3 Eylül 2022 Cumartesi

Bıçağın İki Yüzü

Bıçağın İki Yüzü bittiğinde koltukta bir süre kalıp, derin bir nefes alıp, üzerine arada kalmışlıkla düşünülesi... ve bir anlamda da -izleyici olarak- muhafazakarlık sınırınız nerede başlar ve nereye kadardır testi yaptırası bir film. Öyle bir nefeste yazılası değil yani!


16+ Bir Filmdir! Dolayısı İle Yazı!



Yukarıdaki cümleyi bu sabah henüz yazıya başlamamışken, bloguna uğradığımda gördüğüm filme gitmeme vesile olan Sevgili Filmgündemi'nin bir yazıma yaptığı yorumunu yanıtlarken kullandım. Sonra bunu ben mi yazdım şimdi hoşluğu ile gaza geldim, çünkü filme ve izleyecilerine dair bir gerçeği çok basit gözüken kısa bir cümle ile ifade etmiştim. Bu giriş her yazı başlangıcında yaşadığım sıkıntıyı aştığım ilmek oldu ayrıca. O halde teşekkürler Filmgündemi.

17:20 seansı uygundu. Gerçi mesaimin bitmesine 40 dakika kalacaktı, dolayısıyla filme yetişmek için işi son verileri alamadan ve iki saat önce bırakacaktım ama olsundu. Filmin içinde Juliette Binoche varsa kaçmazdı, kaçmamlıydı.

En sevdiğim tişörtlerimden birini ve kotumu giydim. Elbette duştan çıkınca traşımı oldum. Sonuçta boru değil bu, sinemada bir keyife gidiyoruz.

Önce bir şeyler atıştırmak için sevdiğim bir mekâna uğradım, sonra istasyona... Kartımı okuttum, kırmızı yandı. "Allah Allah," dedim, "doluydu ama!" Yükleme için kiosk'a yürüyordum ki bir hanımefendi tren bedava dedi. Şaşırdım. Tıka basa dolunca da anladım, çünkü şehrimizde Teknofest vardı.

AVM'ye varınca hızla asansöre yürüdüm; üst geçit, sırt çantası x ray'e, güvenlikten geçme ve sinema katındayım.

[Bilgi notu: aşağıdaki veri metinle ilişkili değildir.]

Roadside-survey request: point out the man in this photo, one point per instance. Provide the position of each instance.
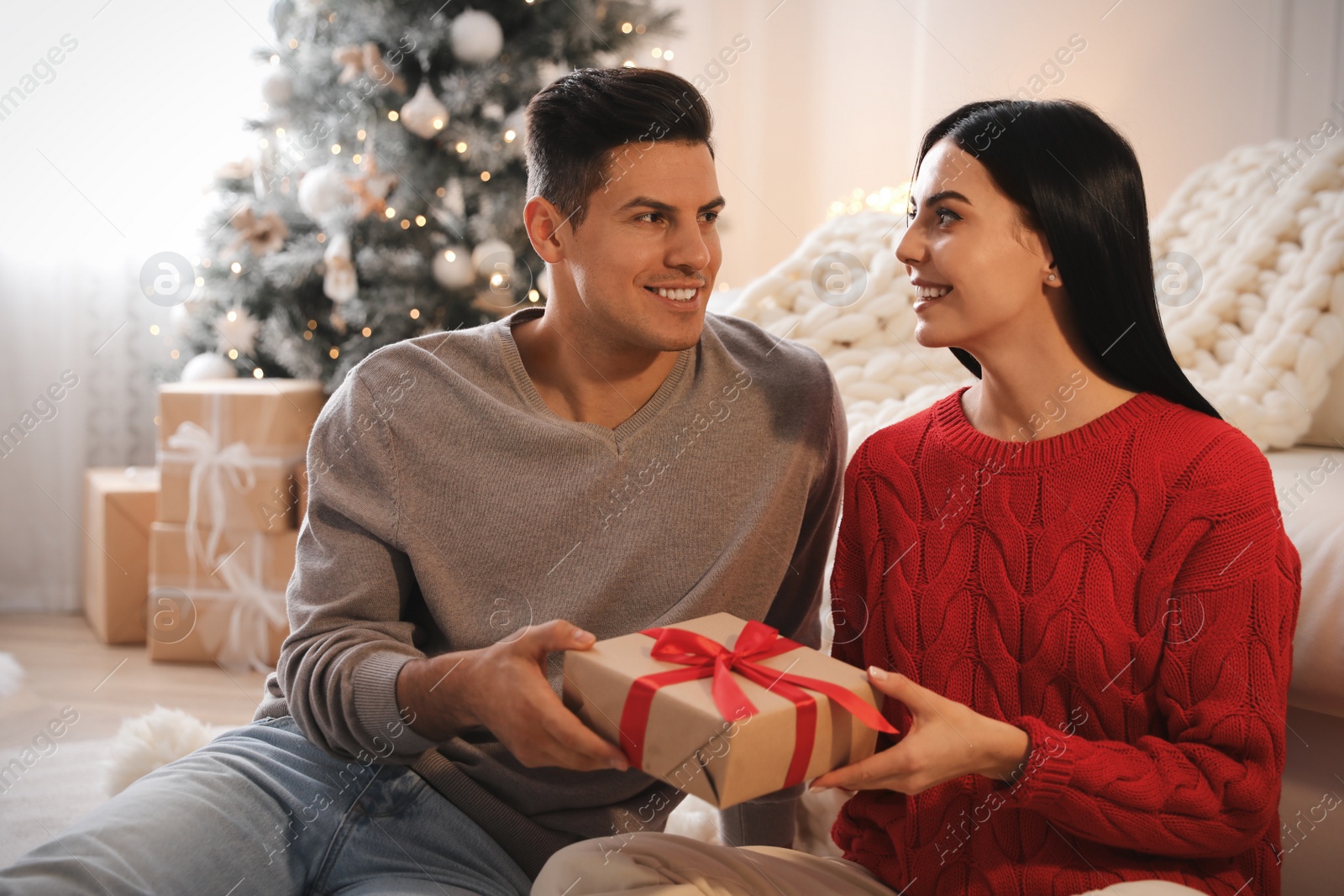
(483, 500)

Biletimi alınca benimle aynı sırada iki yan yana yerin daha satılmış olduğunu gördüm. AVM'de bir tur attım tekrar sinema katına çıktım ve terastayım. Manzaram enfes fakat şu an sizin sadede gel be adam dediğinizin ve diyeceğinizin de farkındayım.

Ama blogun bir anlamda günlük olduğunu da hatırlayın lütfen!


Tamam kızmayın, bisküvilerimden ve onların tadını nasıl çıkardığımdan söz etmeyeceğim.

Fakat ben salona girmeden önce, lobideki koltuklarda otururken gencecik bir çift çıktı salondan. Kız lavobalara gitti, oğlan onu dışarıda bekledi. Bense o ikisinin salondaki komşularım olduğunu anladım.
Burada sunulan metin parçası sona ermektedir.